Background

Brucellosis is a zoonosis affecting animals and humans worldwide. Brucella infections may result in significant economic losses due to abortion and slaughtering of infected animals. Humans are mainly infected through the consumption of contaminated dairy products or by direct contact with infected animals. In addition, certain Brucella spp have to be considered as potential biowarfare agents. Six species are currently recognized, B. abortus (8 biovars), B. melitensis (3 biovars), B. suis (5 biovars), B. ovis, B. canis and B. neotomae [1]. More recently, Brucella strains have been isolated from marine mammals [2], suggesting the existence of additional species [3, 4].

The genus Brucella is highly homogeneous (more than 90% DNA/DNA homology [5]).

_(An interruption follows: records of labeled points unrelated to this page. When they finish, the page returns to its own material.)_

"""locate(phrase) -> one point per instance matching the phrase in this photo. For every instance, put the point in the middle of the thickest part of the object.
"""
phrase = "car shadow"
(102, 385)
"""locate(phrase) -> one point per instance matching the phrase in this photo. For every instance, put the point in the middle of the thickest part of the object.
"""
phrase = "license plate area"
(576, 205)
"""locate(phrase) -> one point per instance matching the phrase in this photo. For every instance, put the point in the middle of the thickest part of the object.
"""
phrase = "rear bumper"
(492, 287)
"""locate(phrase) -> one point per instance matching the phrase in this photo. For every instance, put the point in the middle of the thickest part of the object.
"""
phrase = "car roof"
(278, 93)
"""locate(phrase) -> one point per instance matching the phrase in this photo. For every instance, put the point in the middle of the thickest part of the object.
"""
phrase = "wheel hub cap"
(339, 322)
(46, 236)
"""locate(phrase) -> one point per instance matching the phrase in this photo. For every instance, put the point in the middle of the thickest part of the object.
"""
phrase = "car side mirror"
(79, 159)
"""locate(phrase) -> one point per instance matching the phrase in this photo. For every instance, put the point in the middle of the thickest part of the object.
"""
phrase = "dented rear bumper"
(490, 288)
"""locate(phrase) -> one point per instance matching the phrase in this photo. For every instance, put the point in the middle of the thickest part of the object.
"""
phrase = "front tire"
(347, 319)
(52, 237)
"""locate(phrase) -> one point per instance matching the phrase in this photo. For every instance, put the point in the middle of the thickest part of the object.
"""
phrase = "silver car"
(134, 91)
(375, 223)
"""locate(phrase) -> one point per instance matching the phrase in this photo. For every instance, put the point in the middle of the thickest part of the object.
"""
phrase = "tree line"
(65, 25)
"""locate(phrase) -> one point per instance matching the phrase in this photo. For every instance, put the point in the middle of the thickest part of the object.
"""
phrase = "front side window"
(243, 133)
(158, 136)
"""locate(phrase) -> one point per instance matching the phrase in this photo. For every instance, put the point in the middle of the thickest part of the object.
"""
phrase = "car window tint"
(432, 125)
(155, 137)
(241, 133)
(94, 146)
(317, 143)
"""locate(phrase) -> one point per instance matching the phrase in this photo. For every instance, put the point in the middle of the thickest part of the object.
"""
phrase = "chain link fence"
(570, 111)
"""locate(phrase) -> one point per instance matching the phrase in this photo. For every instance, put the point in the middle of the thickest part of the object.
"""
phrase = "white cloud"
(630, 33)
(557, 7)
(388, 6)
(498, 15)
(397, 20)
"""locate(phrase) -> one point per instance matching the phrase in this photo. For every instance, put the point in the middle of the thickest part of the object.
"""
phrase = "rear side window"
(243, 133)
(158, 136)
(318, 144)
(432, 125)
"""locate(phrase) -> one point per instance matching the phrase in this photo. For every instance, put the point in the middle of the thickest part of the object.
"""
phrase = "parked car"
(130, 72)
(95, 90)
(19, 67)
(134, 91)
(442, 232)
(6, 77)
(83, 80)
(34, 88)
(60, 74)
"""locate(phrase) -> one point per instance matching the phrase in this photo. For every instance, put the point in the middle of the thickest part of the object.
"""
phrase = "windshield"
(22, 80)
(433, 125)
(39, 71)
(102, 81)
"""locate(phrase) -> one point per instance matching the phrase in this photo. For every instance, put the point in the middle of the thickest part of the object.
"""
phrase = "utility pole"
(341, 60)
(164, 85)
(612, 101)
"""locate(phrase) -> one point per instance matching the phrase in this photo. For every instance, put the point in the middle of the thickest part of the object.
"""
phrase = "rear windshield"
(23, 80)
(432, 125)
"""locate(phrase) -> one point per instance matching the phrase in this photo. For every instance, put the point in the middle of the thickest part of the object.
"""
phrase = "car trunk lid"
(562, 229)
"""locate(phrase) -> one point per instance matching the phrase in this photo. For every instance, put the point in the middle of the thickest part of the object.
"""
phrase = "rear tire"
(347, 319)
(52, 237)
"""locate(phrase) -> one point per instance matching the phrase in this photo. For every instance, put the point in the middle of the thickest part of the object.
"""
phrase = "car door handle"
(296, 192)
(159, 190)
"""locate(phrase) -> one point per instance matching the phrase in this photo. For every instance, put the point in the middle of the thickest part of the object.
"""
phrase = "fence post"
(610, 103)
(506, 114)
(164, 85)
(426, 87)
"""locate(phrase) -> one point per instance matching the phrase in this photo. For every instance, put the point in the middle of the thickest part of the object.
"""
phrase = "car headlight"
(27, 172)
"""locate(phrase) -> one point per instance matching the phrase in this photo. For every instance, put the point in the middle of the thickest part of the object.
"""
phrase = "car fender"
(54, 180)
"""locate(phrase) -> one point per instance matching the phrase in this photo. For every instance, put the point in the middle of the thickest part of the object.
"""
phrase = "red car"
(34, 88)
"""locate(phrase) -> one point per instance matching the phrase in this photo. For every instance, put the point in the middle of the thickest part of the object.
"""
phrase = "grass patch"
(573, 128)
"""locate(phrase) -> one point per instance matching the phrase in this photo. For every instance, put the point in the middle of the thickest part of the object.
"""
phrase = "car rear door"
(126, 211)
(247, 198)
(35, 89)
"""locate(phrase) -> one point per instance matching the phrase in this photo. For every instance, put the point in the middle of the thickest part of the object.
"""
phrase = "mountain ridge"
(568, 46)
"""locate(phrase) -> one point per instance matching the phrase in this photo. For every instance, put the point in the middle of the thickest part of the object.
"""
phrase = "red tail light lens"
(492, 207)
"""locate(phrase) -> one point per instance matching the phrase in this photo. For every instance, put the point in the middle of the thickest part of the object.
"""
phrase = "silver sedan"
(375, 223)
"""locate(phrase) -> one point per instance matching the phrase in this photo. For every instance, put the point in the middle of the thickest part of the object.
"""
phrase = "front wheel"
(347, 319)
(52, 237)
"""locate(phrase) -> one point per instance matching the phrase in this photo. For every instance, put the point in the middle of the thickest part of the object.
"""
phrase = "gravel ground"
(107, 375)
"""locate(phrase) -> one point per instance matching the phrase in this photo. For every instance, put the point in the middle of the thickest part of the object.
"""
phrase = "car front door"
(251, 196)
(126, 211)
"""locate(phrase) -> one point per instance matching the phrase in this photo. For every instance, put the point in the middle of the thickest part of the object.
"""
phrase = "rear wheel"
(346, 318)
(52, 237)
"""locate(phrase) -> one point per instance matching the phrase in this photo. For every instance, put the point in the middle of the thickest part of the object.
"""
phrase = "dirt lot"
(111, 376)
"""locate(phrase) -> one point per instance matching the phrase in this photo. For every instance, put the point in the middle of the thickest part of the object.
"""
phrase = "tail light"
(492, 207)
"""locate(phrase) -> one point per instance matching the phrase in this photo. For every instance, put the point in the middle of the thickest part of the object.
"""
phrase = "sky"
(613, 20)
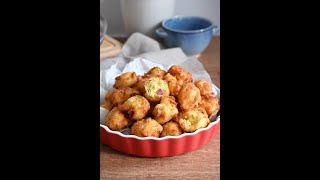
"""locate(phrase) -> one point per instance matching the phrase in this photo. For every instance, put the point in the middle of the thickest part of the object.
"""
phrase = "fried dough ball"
(120, 95)
(116, 120)
(193, 119)
(155, 72)
(146, 127)
(137, 107)
(189, 96)
(107, 105)
(152, 106)
(166, 110)
(139, 86)
(210, 103)
(173, 85)
(182, 75)
(155, 89)
(171, 129)
(203, 86)
(127, 79)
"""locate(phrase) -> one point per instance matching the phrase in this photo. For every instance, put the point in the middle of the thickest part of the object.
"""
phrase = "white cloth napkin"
(139, 45)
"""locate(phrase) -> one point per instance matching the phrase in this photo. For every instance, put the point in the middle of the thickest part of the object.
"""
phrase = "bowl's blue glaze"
(192, 34)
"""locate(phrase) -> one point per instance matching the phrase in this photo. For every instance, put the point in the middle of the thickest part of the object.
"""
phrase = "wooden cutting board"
(109, 48)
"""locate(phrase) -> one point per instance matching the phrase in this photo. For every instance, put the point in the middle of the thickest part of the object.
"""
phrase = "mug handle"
(161, 33)
(215, 29)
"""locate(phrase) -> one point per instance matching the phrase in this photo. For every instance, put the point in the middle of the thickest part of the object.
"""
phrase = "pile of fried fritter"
(160, 103)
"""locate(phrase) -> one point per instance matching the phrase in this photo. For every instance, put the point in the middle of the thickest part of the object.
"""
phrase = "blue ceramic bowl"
(192, 34)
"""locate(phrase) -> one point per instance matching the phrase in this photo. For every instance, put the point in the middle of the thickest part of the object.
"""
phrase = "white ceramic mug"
(145, 16)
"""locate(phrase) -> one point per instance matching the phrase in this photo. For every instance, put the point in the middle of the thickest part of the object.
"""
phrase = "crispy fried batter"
(146, 127)
(156, 88)
(210, 103)
(139, 86)
(127, 79)
(203, 86)
(166, 110)
(189, 96)
(193, 119)
(173, 85)
(120, 95)
(137, 107)
(155, 72)
(181, 75)
(171, 129)
(116, 120)
(107, 105)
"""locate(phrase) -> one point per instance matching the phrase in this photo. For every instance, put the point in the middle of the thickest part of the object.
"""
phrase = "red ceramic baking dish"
(158, 147)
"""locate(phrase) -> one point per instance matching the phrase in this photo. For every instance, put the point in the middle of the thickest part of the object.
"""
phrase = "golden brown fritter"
(173, 85)
(181, 75)
(166, 110)
(189, 96)
(155, 72)
(146, 127)
(210, 103)
(127, 79)
(156, 88)
(193, 119)
(119, 96)
(152, 106)
(116, 120)
(171, 129)
(203, 86)
(139, 86)
(136, 106)
(107, 105)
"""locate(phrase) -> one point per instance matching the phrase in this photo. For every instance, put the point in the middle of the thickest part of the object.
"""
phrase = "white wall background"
(209, 9)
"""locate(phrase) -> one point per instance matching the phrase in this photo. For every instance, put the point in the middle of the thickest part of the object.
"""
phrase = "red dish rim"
(162, 138)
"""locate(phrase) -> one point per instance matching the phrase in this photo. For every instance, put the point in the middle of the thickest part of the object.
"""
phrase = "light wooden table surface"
(203, 163)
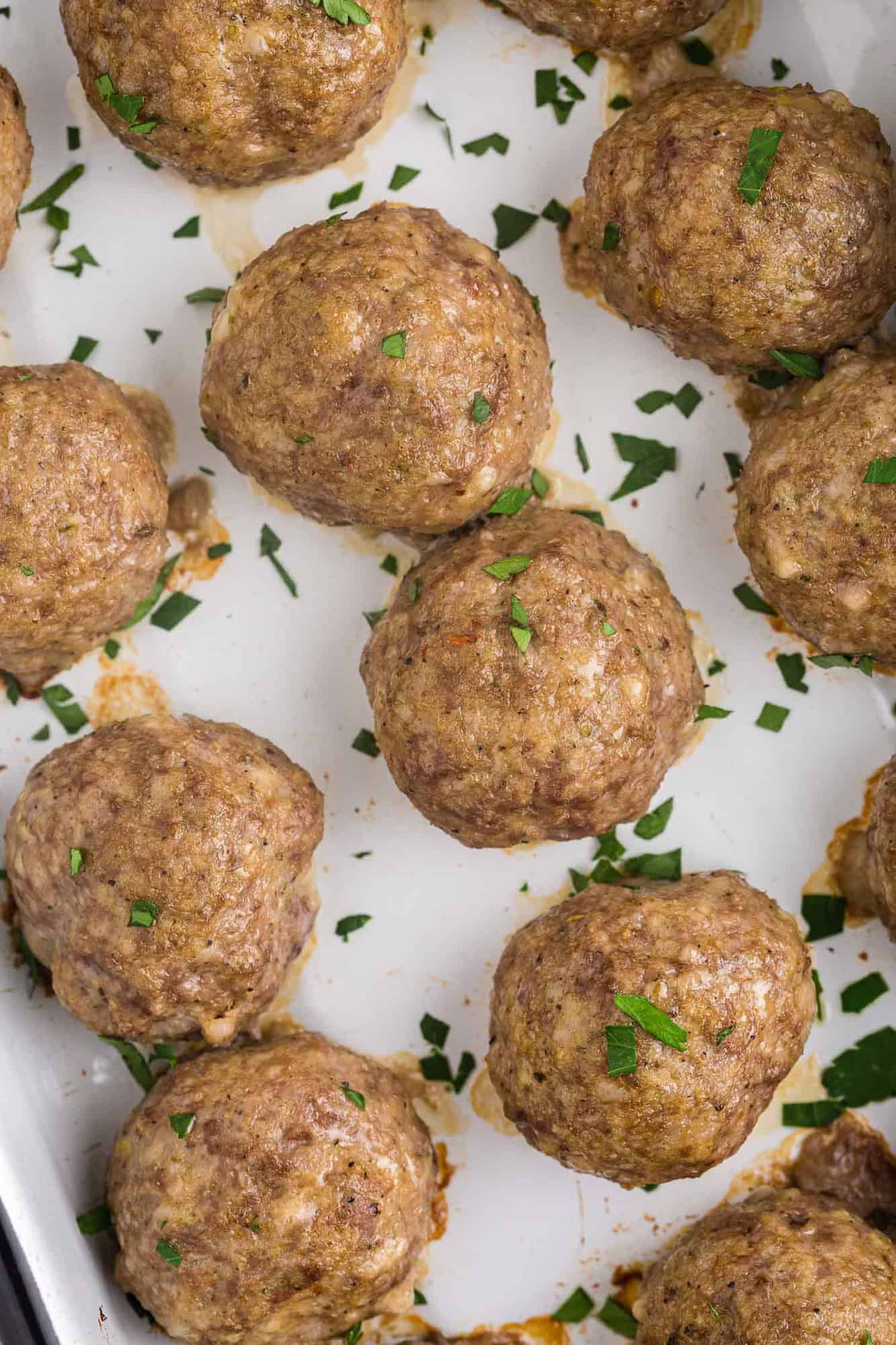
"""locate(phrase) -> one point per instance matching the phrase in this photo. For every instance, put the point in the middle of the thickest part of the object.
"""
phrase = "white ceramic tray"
(522, 1231)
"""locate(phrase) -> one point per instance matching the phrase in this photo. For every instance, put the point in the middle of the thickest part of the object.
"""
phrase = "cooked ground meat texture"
(299, 393)
(618, 25)
(15, 158)
(497, 746)
(712, 954)
(810, 267)
(852, 1163)
(212, 825)
(85, 506)
(819, 540)
(296, 1213)
(782, 1266)
(241, 96)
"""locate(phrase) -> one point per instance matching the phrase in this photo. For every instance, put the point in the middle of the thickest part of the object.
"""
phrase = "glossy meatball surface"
(497, 746)
(783, 1266)
(712, 954)
(209, 831)
(85, 506)
(15, 158)
(299, 392)
(819, 540)
(295, 1208)
(809, 267)
(618, 25)
(241, 93)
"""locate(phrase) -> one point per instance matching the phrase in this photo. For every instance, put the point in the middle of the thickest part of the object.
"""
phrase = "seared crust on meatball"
(819, 540)
(712, 954)
(299, 393)
(783, 1266)
(85, 506)
(296, 1210)
(15, 158)
(618, 25)
(810, 267)
(212, 825)
(243, 95)
(497, 746)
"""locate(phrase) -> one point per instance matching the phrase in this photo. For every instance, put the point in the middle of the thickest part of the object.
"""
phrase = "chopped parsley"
(349, 925)
(268, 547)
(823, 914)
(576, 1308)
(366, 743)
(862, 993)
(760, 155)
(650, 461)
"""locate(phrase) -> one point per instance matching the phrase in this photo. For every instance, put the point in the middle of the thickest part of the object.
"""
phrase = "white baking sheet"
(522, 1231)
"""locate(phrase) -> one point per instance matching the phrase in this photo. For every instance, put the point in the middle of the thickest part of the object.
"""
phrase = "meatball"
(236, 98)
(161, 868)
(819, 540)
(85, 506)
(783, 1266)
(715, 956)
(810, 267)
(381, 371)
(15, 159)
(542, 707)
(296, 1203)
(618, 25)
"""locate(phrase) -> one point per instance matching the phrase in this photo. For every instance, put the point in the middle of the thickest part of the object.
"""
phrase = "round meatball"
(782, 1266)
(381, 371)
(545, 705)
(161, 868)
(85, 506)
(274, 1194)
(819, 539)
(810, 266)
(715, 956)
(15, 158)
(236, 96)
(615, 25)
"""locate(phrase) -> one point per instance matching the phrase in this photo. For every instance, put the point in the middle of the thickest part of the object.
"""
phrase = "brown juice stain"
(486, 1104)
(157, 419)
(123, 692)
(228, 224)
(435, 1106)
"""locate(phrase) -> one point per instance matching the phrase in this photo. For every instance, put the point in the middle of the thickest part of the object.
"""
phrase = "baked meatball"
(783, 1266)
(618, 25)
(498, 740)
(296, 1203)
(819, 540)
(419, 434)
(15, 158)
(810, 267)
(84, 512)
(715, 956)
(161, 868)
(237, 95)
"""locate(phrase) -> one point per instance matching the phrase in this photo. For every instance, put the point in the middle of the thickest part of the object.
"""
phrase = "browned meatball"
(497, 744)
(810, 267)
(715, 956)
(299, 392)
(783, 1266)
(819, 540)
(193, 845)
(84, 505)
(15, 158)
(296, 1204)
(618, 25)
(241, 95)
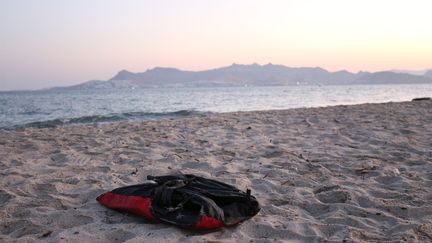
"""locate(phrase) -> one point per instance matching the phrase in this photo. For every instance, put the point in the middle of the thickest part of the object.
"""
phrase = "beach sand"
(354, 173)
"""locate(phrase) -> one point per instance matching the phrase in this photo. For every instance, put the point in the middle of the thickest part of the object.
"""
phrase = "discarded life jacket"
(184, 200)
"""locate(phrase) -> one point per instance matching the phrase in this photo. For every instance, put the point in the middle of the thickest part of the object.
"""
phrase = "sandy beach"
(355, 173)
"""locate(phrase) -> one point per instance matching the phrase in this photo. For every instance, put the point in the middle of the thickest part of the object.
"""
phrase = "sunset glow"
(50, 43)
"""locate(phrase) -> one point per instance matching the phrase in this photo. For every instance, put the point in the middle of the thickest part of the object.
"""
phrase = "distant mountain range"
(250, 75)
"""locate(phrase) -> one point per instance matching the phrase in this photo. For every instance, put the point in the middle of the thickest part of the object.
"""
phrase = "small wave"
(127, 116)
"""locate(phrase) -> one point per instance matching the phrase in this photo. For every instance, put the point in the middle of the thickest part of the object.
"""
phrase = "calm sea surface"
(53, 108)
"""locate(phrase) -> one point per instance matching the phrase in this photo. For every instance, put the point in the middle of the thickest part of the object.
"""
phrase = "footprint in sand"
(332, 194)
(4, 198)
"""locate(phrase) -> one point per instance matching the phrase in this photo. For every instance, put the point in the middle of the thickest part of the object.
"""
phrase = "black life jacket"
(184, 200)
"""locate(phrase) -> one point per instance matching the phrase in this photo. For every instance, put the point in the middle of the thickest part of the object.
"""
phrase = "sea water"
(62, 107)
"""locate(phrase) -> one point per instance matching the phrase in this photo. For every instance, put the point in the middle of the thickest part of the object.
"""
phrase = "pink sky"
(53, 43)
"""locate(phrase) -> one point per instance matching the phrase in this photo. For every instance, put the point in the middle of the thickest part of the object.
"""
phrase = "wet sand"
(354, 173)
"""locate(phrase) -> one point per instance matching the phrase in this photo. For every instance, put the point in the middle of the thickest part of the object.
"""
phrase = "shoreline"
(347, 172)
(112, 118)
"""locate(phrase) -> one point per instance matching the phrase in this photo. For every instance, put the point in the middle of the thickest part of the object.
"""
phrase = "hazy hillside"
(249, 75)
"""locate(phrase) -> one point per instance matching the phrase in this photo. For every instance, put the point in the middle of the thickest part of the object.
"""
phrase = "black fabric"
(183, 199)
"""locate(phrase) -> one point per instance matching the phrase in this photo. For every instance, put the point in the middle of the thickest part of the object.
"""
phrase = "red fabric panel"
(132, 204)
(207, 222)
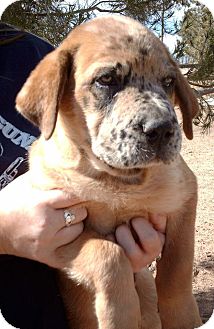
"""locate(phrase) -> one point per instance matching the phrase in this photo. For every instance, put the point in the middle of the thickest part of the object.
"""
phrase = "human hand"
(149, 243)
(32, 221)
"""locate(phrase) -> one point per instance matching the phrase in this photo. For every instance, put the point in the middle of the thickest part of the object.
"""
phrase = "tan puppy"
(104, 103)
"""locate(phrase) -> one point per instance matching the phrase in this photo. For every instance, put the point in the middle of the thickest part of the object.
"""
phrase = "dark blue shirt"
(29, 296)
(19, 54)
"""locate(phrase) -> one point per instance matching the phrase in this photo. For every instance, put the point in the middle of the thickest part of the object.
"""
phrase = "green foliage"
(53, 20)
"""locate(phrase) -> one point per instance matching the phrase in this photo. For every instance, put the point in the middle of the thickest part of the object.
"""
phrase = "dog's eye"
(107, 80)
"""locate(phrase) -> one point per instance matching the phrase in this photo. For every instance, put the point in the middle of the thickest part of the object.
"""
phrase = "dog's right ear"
(41, 94)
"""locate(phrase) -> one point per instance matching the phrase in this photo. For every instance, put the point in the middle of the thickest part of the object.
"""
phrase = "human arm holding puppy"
(32, 226)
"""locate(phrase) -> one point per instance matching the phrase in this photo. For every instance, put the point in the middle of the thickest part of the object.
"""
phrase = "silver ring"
(68, 217)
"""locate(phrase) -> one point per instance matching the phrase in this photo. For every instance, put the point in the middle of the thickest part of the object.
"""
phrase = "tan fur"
(97, 284)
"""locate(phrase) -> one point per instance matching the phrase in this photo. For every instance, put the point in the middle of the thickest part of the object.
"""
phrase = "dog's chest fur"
(161, 189)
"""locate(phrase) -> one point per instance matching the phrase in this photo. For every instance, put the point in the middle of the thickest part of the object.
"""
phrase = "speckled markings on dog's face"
(126, 93)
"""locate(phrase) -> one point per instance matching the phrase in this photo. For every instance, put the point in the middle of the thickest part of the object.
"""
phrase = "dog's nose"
(158, 132)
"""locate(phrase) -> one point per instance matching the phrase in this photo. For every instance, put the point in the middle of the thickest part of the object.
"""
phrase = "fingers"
(158, 221)
(144, 247)
(148, 236)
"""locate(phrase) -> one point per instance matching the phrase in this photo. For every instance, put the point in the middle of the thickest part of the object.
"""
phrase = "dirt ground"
(199, 155)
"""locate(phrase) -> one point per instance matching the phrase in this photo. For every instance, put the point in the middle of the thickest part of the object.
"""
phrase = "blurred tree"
(197, 46)
(53, 19)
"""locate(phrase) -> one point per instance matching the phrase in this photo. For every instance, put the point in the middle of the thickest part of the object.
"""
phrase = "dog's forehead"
(117, 39)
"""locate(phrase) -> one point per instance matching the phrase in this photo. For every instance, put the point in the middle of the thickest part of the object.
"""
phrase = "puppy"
(104, 103)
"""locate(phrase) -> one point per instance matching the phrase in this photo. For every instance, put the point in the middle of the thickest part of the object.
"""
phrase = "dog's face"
(119, 78)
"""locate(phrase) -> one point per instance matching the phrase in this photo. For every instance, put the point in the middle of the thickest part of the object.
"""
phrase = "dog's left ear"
(41, 94)
(187, 102)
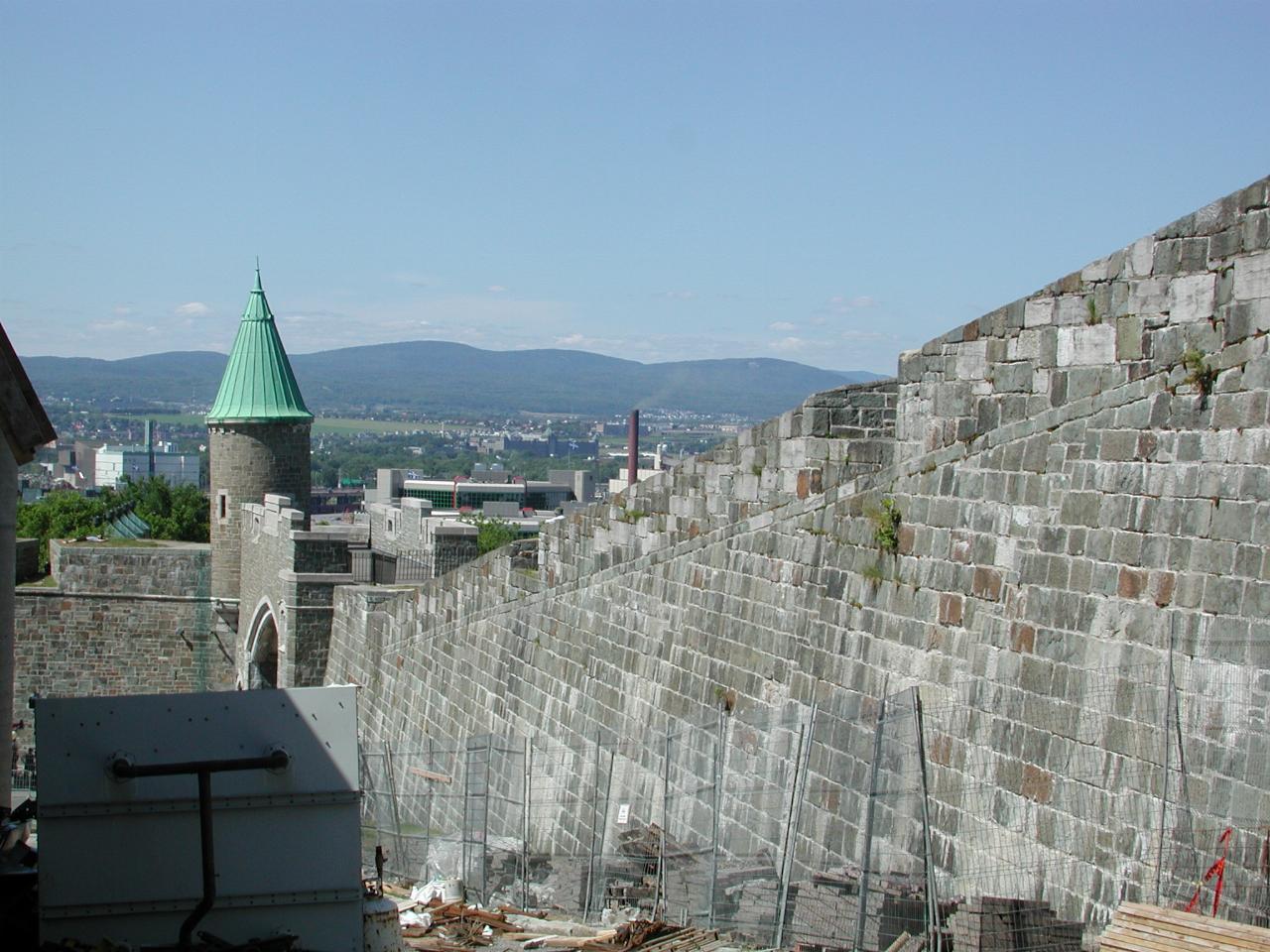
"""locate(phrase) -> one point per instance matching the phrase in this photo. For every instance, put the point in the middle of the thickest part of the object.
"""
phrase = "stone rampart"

Brucella classification is mainly based on differences in pathogenicity, host preferences, and conventional microbiological tests used for phenotyping (biotyping) [6]. Routine identification of Brucella species and biovars still relies on biotyping (reviewed in [7]). Only a few tools exist for further molecular subtyping, of which none has proven to be fully satisfactory for epidemiologic investigations or tracing back strains to their origin. Tandem repeat (TR) sequences may be an interesting class of markers, since multiple alleles can be present at a single locus, and size differences are easily resolved by electrophoresis (reviewed by [8, 9]). Tandem repeats are often classified as microsatellites (repeat units up to 8 bp) and minisatellites [10, 11]. Tandem repeat typing has proven to be highly appropriate for the typing of pathogenic bacterial species with a high genetic homogeneity, including the Mycobacterium tuberculosis complex, Bacillus anthracis, and Yersinia pestis [1215]. Recently, a family of tandem repeats located within a repeated sequence and present in multiple loci in the Brucella genome was used for strain typing [16, 17]. The proposed set of eight microsatellite loci is extremely discriminant and highly efficient to distinguish strains within a local outbreak, but is unable to correctly predict the biovar or even the species of an isolate. A possible reason for that is the high mutation rate of these loci. Consequently, this MLVA assay cannot replace classical biotyping methods.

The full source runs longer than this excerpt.